True connection is no respecter of age.  After all, age is just a moment in time.

Jimmy Buffett once said, with great insight, "You pick the century and I'll pick the spot."

:8:


----------



## Chalms (Apr 8, 2012)

Ok, do I will take up an opposing view...

At 32 I had very little in common with myself at 20. Now, at nearly 37 I can fellowship with someone that is 25... Have a relationship with depth enough to form the foundation for a lifetime? I'm not sure. 

In the end, only you and God know your heart, so you will be the one to make the call. 

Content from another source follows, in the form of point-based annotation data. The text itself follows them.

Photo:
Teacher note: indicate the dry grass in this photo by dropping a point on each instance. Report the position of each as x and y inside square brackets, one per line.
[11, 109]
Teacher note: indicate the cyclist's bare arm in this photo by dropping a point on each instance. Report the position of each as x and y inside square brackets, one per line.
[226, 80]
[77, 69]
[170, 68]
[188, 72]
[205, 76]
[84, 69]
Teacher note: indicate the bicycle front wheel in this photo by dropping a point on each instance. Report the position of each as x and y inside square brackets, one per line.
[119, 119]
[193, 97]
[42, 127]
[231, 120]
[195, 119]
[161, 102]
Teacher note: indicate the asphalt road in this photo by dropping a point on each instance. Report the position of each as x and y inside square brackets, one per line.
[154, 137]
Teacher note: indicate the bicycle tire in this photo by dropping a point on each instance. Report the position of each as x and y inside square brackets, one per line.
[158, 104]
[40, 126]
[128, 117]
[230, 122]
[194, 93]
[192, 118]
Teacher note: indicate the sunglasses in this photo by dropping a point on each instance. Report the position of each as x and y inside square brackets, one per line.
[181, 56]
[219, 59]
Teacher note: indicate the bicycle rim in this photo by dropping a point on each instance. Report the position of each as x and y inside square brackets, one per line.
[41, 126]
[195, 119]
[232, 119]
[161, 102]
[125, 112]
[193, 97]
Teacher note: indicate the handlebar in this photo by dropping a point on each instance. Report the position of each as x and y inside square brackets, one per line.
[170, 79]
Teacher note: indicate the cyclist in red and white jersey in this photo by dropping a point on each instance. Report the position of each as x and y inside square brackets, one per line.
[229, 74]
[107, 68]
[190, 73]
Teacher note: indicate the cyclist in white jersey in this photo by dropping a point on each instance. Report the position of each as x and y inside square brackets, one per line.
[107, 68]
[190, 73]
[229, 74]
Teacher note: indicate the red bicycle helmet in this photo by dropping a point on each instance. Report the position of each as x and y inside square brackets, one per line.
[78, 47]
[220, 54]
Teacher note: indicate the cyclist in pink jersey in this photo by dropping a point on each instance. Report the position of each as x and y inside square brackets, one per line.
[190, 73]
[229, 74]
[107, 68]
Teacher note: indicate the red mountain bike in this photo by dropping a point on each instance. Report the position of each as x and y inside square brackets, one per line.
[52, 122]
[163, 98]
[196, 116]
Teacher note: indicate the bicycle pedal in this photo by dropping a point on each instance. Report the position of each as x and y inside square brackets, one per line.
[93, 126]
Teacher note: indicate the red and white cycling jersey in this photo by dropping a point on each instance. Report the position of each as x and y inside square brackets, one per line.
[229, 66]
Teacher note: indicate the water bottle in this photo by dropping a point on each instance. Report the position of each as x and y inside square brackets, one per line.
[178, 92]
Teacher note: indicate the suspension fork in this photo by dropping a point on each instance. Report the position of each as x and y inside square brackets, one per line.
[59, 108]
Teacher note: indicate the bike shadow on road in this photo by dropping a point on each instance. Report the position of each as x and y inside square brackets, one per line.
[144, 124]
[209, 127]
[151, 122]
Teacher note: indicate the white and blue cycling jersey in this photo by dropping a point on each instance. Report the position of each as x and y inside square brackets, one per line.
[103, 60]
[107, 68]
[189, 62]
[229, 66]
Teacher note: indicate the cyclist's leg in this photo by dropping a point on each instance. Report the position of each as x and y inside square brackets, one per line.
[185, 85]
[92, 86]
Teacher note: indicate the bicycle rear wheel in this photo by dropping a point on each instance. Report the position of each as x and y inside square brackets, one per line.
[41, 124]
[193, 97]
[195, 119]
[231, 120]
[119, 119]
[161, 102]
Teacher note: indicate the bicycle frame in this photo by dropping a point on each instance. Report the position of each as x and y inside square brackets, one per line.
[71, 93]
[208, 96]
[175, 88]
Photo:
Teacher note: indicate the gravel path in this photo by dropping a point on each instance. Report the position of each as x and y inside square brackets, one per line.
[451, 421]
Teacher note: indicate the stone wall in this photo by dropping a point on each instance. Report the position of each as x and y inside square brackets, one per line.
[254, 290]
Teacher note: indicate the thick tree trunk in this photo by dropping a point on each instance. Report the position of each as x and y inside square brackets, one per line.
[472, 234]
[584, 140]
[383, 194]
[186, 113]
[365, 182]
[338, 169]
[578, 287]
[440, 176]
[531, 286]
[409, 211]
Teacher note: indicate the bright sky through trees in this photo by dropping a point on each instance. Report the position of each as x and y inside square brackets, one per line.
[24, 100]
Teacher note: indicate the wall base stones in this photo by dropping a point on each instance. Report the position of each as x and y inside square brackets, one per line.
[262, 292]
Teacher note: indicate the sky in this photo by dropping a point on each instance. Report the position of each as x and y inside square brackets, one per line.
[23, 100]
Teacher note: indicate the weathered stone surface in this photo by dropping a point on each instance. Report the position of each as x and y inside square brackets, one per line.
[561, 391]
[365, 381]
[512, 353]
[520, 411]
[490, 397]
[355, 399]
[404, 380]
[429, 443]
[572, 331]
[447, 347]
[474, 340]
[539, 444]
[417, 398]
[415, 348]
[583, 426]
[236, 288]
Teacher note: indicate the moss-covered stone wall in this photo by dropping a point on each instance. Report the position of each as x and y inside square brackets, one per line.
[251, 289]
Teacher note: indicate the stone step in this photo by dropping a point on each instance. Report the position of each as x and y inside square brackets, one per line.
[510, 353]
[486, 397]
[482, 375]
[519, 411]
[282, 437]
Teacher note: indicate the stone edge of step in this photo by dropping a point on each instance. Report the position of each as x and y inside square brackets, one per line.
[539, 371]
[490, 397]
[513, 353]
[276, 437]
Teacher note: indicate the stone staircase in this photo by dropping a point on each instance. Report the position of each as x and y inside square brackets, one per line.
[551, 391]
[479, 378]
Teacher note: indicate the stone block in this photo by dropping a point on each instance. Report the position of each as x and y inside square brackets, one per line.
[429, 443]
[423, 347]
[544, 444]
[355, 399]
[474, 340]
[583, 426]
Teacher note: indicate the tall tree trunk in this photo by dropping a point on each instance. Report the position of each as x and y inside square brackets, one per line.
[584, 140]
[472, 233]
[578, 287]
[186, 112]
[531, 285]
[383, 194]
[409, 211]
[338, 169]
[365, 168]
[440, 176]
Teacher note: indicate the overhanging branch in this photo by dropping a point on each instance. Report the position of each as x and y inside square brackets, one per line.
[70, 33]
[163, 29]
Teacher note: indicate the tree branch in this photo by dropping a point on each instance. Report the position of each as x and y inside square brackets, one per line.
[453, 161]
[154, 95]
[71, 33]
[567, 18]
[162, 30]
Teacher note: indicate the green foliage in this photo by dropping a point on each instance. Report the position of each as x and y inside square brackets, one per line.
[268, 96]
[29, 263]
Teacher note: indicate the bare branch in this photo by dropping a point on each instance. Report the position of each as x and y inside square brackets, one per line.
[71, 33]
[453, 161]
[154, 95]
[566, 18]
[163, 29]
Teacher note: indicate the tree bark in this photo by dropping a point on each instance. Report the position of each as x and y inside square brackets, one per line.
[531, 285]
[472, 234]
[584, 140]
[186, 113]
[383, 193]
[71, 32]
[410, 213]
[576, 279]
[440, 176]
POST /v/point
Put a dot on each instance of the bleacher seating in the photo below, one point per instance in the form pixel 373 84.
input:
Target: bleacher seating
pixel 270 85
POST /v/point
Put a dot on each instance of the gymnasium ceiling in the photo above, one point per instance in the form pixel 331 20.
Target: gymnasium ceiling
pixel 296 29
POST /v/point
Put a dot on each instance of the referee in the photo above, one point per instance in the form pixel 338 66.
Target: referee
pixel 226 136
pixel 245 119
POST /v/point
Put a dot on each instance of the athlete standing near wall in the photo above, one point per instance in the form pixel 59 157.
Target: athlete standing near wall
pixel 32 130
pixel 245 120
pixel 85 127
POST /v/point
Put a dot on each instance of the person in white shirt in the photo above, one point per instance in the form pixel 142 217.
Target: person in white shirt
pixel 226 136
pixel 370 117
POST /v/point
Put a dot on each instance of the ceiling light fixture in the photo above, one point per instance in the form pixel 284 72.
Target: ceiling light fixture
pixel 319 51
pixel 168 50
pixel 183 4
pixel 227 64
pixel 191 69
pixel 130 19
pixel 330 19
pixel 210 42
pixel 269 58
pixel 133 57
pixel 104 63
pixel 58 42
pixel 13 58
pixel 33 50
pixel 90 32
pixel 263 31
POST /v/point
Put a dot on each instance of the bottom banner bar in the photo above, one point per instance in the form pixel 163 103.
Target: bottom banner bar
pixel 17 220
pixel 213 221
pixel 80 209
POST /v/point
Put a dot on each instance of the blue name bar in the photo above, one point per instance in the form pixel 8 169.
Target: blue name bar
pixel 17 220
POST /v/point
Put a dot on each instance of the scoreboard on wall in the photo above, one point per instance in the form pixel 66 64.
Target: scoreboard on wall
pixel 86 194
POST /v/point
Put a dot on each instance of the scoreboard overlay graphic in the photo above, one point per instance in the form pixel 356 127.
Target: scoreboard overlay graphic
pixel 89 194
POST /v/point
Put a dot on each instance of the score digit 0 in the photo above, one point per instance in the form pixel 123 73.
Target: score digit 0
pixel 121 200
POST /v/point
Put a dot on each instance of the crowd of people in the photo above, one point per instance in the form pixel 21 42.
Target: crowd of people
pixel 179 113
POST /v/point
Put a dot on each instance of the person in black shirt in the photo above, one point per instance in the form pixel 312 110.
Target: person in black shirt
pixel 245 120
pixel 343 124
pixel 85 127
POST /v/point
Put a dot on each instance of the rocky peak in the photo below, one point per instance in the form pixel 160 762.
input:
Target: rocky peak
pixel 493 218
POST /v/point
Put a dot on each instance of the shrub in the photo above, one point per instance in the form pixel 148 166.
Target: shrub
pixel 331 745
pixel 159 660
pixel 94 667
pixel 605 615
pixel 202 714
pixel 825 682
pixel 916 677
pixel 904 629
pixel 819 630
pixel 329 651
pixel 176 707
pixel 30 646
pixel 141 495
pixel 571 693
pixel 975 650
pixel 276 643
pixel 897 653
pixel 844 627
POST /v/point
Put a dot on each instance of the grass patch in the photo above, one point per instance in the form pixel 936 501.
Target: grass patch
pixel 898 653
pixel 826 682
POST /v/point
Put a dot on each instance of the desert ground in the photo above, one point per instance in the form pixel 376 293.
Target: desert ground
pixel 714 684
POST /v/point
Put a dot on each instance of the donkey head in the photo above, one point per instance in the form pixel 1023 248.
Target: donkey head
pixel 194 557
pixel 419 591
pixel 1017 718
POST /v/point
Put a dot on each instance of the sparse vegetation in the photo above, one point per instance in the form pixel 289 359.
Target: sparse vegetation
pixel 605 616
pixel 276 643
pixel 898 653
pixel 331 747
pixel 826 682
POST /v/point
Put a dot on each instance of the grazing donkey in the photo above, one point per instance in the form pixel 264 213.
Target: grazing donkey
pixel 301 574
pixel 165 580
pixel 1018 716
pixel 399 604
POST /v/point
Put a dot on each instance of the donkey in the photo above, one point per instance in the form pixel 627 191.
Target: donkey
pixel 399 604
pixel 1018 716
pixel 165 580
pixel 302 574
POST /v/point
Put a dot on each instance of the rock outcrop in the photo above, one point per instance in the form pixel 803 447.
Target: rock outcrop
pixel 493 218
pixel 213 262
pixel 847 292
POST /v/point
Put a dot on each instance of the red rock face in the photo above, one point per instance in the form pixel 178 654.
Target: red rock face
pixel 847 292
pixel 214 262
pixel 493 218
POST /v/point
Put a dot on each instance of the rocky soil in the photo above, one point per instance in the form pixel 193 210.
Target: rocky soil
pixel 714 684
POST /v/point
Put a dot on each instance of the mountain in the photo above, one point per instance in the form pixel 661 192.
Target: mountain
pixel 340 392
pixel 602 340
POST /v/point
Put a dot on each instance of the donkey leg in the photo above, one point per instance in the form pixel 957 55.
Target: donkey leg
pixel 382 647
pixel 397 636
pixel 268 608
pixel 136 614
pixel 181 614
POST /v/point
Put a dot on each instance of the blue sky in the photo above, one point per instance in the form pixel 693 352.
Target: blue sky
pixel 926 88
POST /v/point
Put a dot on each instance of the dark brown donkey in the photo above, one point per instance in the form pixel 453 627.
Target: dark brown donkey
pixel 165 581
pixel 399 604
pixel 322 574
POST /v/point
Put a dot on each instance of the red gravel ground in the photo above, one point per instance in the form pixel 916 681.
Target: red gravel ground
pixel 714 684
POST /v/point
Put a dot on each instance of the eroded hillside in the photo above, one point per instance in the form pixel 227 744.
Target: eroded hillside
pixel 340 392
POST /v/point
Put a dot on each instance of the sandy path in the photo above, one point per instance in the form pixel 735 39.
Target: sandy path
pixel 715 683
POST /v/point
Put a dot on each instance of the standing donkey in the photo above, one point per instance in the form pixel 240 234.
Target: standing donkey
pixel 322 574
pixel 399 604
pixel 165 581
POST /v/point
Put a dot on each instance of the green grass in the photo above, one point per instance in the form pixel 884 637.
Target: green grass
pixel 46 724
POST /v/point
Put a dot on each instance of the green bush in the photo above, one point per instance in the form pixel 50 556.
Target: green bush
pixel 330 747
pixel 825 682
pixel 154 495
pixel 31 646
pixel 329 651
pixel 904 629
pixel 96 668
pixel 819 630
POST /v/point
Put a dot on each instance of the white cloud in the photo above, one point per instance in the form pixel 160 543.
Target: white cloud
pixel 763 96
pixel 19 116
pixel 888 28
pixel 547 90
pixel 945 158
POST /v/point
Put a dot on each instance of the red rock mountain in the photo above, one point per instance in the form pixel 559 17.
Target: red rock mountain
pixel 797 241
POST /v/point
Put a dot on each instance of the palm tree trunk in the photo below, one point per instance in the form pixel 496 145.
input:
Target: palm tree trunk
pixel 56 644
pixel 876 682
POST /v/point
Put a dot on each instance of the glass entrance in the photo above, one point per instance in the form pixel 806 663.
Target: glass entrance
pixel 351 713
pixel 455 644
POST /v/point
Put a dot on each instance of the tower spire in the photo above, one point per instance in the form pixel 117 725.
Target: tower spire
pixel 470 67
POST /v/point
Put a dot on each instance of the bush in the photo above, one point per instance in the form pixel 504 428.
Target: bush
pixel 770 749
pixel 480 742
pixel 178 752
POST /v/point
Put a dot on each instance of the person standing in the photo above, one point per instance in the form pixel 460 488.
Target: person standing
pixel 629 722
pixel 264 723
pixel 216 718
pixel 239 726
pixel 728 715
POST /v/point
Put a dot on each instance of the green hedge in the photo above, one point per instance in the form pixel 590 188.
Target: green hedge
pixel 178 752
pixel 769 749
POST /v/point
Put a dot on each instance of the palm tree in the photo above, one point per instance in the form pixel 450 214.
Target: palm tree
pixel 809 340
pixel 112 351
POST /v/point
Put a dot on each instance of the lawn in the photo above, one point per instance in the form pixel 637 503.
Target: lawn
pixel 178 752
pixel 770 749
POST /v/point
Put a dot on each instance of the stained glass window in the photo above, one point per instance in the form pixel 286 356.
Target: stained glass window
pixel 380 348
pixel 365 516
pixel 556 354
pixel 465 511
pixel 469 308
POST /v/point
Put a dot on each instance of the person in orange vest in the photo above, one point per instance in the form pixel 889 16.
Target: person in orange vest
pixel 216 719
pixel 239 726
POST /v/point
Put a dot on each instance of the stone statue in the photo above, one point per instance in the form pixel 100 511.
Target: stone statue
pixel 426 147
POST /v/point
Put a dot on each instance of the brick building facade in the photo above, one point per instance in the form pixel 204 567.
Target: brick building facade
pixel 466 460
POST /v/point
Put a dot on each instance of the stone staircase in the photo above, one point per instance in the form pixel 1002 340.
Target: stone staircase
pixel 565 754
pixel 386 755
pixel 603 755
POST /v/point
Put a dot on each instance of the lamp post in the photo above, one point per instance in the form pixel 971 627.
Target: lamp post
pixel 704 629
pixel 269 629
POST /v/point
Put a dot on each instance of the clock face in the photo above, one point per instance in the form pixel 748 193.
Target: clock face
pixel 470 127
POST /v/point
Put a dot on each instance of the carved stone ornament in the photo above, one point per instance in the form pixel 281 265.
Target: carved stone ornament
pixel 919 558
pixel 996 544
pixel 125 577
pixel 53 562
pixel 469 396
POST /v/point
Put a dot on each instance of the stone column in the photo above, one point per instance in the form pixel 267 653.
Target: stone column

One word of caution: it is generally very easy to impress a 20 year old when you are 32. There is just so much learned and experienced in that 3rd decade of life...


----------



## Nate Riley (Apr 9, 2012)

I don't think its a problem, I have known several couples with considerable age difference who worked out fine. However, I would just throw out that my concern would be with what I was setting myself up for when she was 30 and I was 42.  I think the span (in her age) from 25 to around 40 might have some challenges. At this point you are close enough to your 20s that you can relate.  At 35 now, I would certainly not want a serious relationship with a women younger than 25.


----------



## Brent Heilman (Apr 10, 2012)

Age is just a number. I see nothing wrong with it. I really don't any absolutes should be placed on a relationship anyway. Once people are involved nothing will ever go according to plan. You always hear that short courtships lead to short marriages also. I know one couple who dated for 6 years before they tied the knot. I think their marriage lasted about 3 years. Then on the other hand I knew one couple that dated 24 hours and then got married. They are still married after 3 kids and 20 years. You just never really know what might happen and I think age will not play a big part of it unless you are like that Courtney Stodden chick and be separated in age by a few decades.


----------